As many critics have noted, for instance, the question-and-answer refrain of “A Hard Rain’s a-Gonna Fall” owes a debt to the English ballad Lord Randall.
Just as with his singing, there is certainly something hypnotic at times about Dylan’s delivery in his Nobel speech. And his re-tellings are artful renderings, not really synopses at all, as seen, for instance, when he compares himself with Odysseus, the homeward-bound hero of Homer’s Odyssey. When Dylan says of the hero that “courage won’t save him, but his trickery will”, it’s not just a good (and accurate) description of Odysseus – it could also be a masterpiece of micro self-portraiture.

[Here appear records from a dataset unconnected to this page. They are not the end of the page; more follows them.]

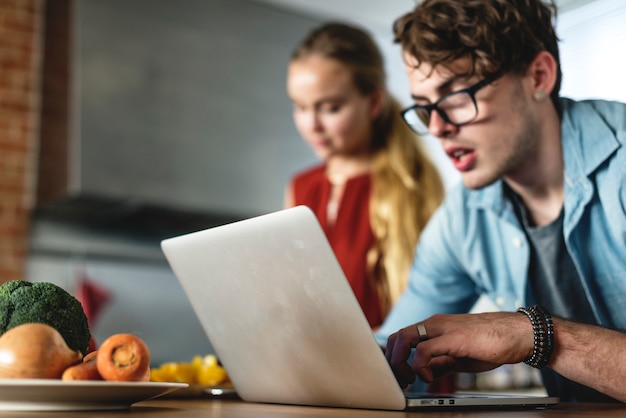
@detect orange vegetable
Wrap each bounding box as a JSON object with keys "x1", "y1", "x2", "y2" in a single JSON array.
[
  {"x1": 96, "y1": 334, "x2": 150, "y2": 382},
  {"x1": 83, "y1": 350, "x2": 98, "y2": 363},
  {"x1": 62, "y1": 351, "x2": 102, "y2": 381}
]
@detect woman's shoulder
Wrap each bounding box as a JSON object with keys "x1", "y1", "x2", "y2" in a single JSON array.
[{"x1": 289, "y1": 164, "x2": 329, "y2": 207}]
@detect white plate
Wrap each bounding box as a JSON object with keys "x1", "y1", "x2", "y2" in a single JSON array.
[{"x1": 0, "y1": 379, "x2": 188, "y2": 411}]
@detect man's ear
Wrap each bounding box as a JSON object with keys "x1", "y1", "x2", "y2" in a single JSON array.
[
  {"x1": 527, "y1": 51, "x2": 557, "y2": 100},
  {"x1": 369, "y1": 88, "x2": 384, "y2": 120}
]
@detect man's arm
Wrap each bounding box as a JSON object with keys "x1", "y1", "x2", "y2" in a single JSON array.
[
  {"x1": 549, "y1": 318, "x2": 626, "y2": 401},
  {"x1": 385, "y1": 312, "x2": 626, "y2": 402}
]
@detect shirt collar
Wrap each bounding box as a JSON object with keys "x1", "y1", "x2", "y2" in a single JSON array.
[
  {"x1": 467, "y1": 98, "x2": 621, "y2": 214},
  {"x1": 560, "y1": 98, "x2": 621, "y2": 178}
]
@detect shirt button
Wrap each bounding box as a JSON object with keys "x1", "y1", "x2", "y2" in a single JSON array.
[
  {"x1": 496, "y1": 297, "x2": 506, "y2": 307},
  {"x1": 512, "y1": 237, "x2": 523, "y2": 248}
]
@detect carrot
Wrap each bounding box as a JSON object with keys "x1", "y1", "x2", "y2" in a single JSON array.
[
  {"x1": 83, "y1": 350, "x2": 98, "y2": 363},
  {"x1": 96, "y1": 334, "x2": 150, "y2": 382},
  {"x1": 62, "y1": 351, "x2": 102, "y2": 381}
]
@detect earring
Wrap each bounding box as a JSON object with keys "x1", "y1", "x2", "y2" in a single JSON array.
[{"x1": 534, "y1": 90, "x2": 547, "y2": 101}]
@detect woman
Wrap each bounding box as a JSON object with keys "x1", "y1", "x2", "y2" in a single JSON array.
[{"x1": 285, "y1": 22, "x2": 445, "y2": 329}]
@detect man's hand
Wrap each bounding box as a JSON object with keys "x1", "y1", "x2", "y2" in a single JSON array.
[{"x1": 384, "y1": 312, "x2": 534, "y2": 388}]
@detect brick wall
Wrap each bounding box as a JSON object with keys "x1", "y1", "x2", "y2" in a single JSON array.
[{"x1": 0, "y1": 0, "x2": 44, "y2": 283}]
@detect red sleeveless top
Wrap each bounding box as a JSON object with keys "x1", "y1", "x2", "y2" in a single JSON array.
[{"x1": 290, "y1": 165, "x2": 383, "y2": 328}]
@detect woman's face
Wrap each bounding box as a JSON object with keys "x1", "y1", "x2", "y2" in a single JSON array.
[{"x1": 287, "y1": 55, "x2": 380, "y2": 161}]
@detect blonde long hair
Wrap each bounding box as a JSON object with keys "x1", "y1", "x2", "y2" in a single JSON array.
[{"x1": 292, "y1": 22, "x2": 445, "y2": 315}]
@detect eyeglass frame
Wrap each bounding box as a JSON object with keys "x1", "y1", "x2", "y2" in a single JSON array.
[{"x1": 400, "y1": 74, "x2": 501, "y2": 134}]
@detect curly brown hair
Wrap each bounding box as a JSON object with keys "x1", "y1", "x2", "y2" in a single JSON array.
[{"x1": 394, "y1": 0, "x2": 562, "y2": 110}]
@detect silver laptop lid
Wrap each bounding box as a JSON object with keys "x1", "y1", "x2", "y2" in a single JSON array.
[
  {"x1": 162, "y1": 206, "x2": 407, "y2": 410},
  {"x1": 162, "y1": 205, "x2": 559, "y2": 410}
]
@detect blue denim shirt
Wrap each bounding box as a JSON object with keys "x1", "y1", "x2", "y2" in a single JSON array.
[{"x1": 376, "y1": 98, "x2": 626, "y2": 345}]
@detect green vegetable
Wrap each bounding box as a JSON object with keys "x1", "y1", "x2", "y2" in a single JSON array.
[{"x1": 0, "y1": 280, "x2": 91, "y2": 355}]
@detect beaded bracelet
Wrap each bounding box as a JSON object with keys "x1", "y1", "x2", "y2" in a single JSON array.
[
  {"x1": 517, "y1": 305, "x2": 554, "y2": 369},
  {"x1": 531, "y1": 305, "x2": 554, "y2": 368}
]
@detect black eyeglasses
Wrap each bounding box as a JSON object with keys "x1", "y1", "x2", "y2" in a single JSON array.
[{"x1": 401, "y1": 75, "x2": 500, "y2": 135}]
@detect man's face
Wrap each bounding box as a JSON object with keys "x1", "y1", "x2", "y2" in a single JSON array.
[{"x1": 403, "y1": 55, "x2": 541, "y2": 190}]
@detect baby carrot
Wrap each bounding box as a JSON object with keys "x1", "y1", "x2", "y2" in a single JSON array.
[
  {"x1": 83, "y1": 350, "x2": 98, "y2": 363},
  {"x1": 62, "y1": 350, "x2": 102, "y2": 381},
  {"x1": 96, "y1": 334, "x2": 151, "y2": 382}
]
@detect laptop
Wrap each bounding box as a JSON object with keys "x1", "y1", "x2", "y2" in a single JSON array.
[{"x1": 161, "y1": 205, "x2": 559, "y2": 410}]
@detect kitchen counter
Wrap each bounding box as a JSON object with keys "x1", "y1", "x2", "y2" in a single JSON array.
[{"x1": 4, "y1": 398, "x2": 626, "y2": 417}]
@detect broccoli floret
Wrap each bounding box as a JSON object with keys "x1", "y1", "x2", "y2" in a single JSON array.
[{"x1": 0, "y1": 280, "x2": 91, "y2": 354}]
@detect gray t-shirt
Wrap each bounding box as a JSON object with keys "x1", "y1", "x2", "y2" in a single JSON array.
[
  {"x1": 507, "y1": 187, "x2": 595, "y2": 323},
  {"x1": 509, "y1": 189, "x2": 616, "y2": 402},
  {"x1": 524, "y1": 209, "x2": 596, "y2": 325}
]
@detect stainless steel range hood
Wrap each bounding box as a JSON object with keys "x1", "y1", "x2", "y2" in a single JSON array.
[{"x1": 36, "y1": 0, "x2": 319, "y2": 238}]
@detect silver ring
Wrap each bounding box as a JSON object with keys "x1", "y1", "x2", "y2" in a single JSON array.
[{"x1": 416, "y1": 323, "x2": 428, "y2": 340}]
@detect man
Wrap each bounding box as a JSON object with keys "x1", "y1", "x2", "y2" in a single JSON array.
[{"x1": 377, "y1": 0, "x2": 626, "y2": 403}]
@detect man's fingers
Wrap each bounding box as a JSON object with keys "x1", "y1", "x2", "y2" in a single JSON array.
[
  {"x1": 386, "y1": 327, "x2": 421, "y2": 388},
  {"x1": 422, "y1": 356, "x2": 459, "y2": 381},
  {"x1": 412, "y1": 335, "x2": 503, "y2": 381},
  {"x1": 384, "y1": 332, "x2": 397, "y2": 363}
]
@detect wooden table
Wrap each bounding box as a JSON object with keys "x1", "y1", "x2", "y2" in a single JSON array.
[{"x1": 3, "y1": 398, "x2": 625, "y2": 417}]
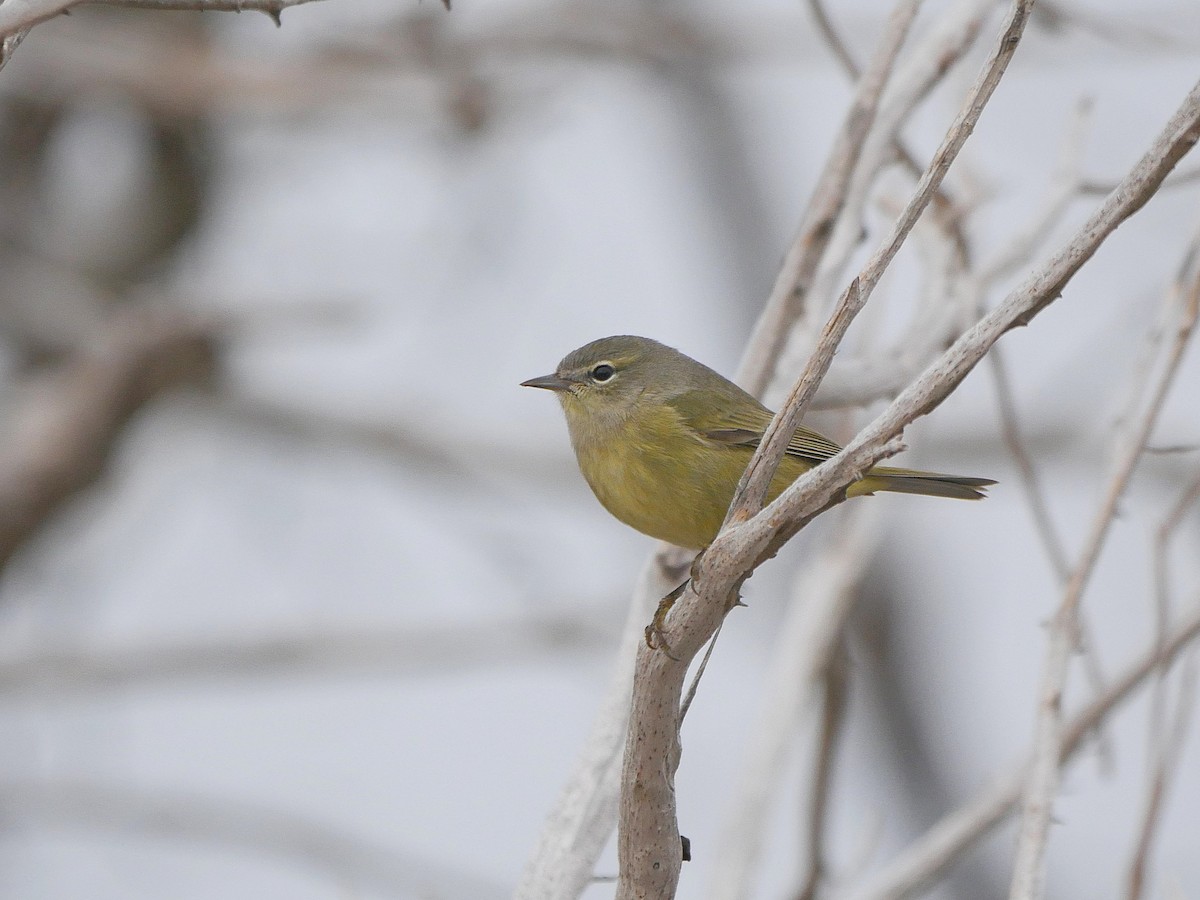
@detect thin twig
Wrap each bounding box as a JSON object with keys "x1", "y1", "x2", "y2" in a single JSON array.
[
  {"x1": 1152, "y1": 466, "x2": 1200, "y2": 640},
  {"x1": 735, "y1": 0, "x2": 1031, "y2": 520},
  {"x1": 1079, "y1": 166, "x2": 1200, "y2": 196},
  {"x1": 680, "y1": 621, "x2": 723, "y2": 721},
  {"x1": 978, "y1": 97, "x2": 1095, "y2": 284},
  {"x1": 0, "y1": 0, "x2": 332, "y2": 40},
  {"x1": 975, "y1": 99, "x2": 1117, "y2": 767},
  {"x1": 1125, "y1": 654, "x2": 1198, "y2": 900},
  {"x1": 617, "y1": 21, "x2": 1200, "y2": 900},
  {"x1": 796, "y1": 641, "x2": 851, "y2": 900},
  {"x1": 737, "y1": 0, "x2": 924, "y2": 398},
  {"x1": 733, "y1": 277, "x2": 869, "y2": 520},
  {"x1": 799, "y1": 0, "x2": 993, "y2": 351},
  {"x1": 838, "y1": 599, "x2": 1200, "y2": 900},
  {"x1": 1008, "y1": 220, "x2": 1200, "y2": 900},
  {"x1": 1126, "y1": 239, "x2": 1200, "y2": 897},
  {"x1": 806, "y1": 0, "x2": 975, "y2": 258}
]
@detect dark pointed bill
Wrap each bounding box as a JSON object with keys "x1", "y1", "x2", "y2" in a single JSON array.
[{"x1": 520, "y1": 373, "x2": 573, "y2": 392}]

And then, in a quintessentially Dylanesque move, he pulls the rug from under us, to say that meaning in literature, in art generally, is not important. The only important things are if songs move you, and if they sound good. This appeal to the affective and aesthetic over the rational is, of course, a literary move.
And, almost finally, he casually admits that “songs are unlike literature” after all.
In referring to the multimedia, performative nature of song, Dylan is of course correct. Songs aren’t like the books he’s been talking about. Except, of course, all poetry — the source of literature — was once performed orally, and sometimes it was accompanied by music.
The Swedish academy invoked the Ancient Greek poets Homer and Sappho when awarding Dylan his Nobel prize, and Dylan appropriately ends his acceptance speech with a reference to Homeric invocation — the poet’s request at the beginning of his epic poems for the muse to inspire him. Suitably, Dylan offers his own version of Homer’s famous beginnings: “Sing in me O muse, and through me tell the story.”
This appeal to inspiration, within a speech that implies the importance of learning the craft of one’s predecessors, brings to the fore the contradiction of creativity itself: that it is both mysterious and individual, and a skill that others teach us.
Of course, I might be taking this all too seriously, as the cheesy piano in the audio version reminds me. Either way, this extraordinarily eccentric Nobel speech might well be the singer’s most Dylanesque performance. It is certainly consistent with the young man who said in 1966 that:
People have one great blessing – obscurity – and not really too many people are thankful for it.